Tamar Jacoby is president and CEO of ImmigrationWorks USA, a national federation of small business owners working to advance better immigration law. She is a nationally known journalist and author. Her articles have appeared in TheNew York Times, The Wall Street Journal,the Washington Post, The Weekly Standard and Foreign Affairs, among other publications, and she is a regular guest on national television and radio. She is author of Someone Else’s House: America’s Unfinished Struggle for Integration, and editor of Reinventing the Melting Pot: The New Immigrants and What It Means To Be American, a collection of essays about immigrant integration.

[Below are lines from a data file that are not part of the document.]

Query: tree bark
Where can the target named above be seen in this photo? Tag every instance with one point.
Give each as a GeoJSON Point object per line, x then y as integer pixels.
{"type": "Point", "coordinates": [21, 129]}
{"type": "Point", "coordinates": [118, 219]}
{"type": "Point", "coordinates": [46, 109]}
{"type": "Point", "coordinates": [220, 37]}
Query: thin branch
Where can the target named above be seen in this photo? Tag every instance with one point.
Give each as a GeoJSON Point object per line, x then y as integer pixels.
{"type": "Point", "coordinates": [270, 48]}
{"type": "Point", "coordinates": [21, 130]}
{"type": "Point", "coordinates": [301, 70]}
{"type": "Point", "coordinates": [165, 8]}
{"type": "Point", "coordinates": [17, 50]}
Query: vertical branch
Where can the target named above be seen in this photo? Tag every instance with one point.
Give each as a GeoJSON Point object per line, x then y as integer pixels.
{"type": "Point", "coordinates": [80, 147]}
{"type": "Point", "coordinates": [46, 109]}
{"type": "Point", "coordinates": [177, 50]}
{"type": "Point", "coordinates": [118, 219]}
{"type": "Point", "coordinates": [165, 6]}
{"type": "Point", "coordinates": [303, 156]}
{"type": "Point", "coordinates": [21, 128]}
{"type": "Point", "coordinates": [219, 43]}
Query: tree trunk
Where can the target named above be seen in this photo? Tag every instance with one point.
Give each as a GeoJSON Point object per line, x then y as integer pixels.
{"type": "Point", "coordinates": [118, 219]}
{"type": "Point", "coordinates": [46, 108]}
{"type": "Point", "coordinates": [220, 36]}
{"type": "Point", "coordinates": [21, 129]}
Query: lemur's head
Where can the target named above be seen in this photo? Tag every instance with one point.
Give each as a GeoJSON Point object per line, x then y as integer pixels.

From 1989 to 2007, she was a senior fellow at the Manhattan Institute. Before that, she was a senior writer and justice editor for Newsweek. From 1981 to 1987, she was the deputy editor of The New York Times op-ed page.
Born and raised in Puerto Rico, Rodriguez earned a bachelor’s degree in business administration from Boston University and a master’s degree in city and regional planning from the University of Pennsylvania. Before joining the Mayor's Office, Rodriguez managed a more than $200 million portfolio as Vice President of Financial Services with the Philadelphia Industrial Development Corporation, and served as deputy vice president at Asociación de Puertorriqueños en Marcha (APM) where she oversaw the nonprofit organization’s human service programs and directed its sustainable communities initiative.
Joseph Berger (Moderator) has been a reporter, editor, and columnist for the New York Times since 1984. He was a religion correspondent from 1985 to 1987, covering the Pope's trip to ten American cities, and national education correspondent from 1987 to 1990, a period when American school curricula were under attack as too European-focused. From 1990 until 1993, he covered New York City's schools and colleges, when there were bitter controversies over condom distribution and AIDS instruction. He was the recipient of the 1993 Education Writers Association award for exposing abuses in bilingual education. In September 1999, he was appointed deputy education editor, and regularly writes a column on education. Prior to joining the Times, Mr. Berger worked as Newsday's religion writer, where he three times won the Supple Award given by the Religion Newswriters Association, its highest honor. Mr. Berger also worked at The New York Post, covering such assignments as the 1973 Middle East War and Watergate. From 1967 to 1971, he was an English teacher at a Bronx junior high school.
Berger is the author of several books, including Displaced Persons: Growing Up American After the Holocaust (2001), a memoir about his family's experience as refugees in New York in the 1950s and 1960s. The book was chosen as a notable book of the year byThe New York Times. His most recent book is The World in a City: Traveling the Globe through the Neighborhoods of the New New York (2007).
Berger was born in Russia in 1945, spent the postwar years in displaced persons camps in Germany and, after immigrating to the U.S., grew up in Manhattan and the Bronx. He is a graduate of the Columbia University Graduate School of Journalism, City College, and the Bronx High School of Science.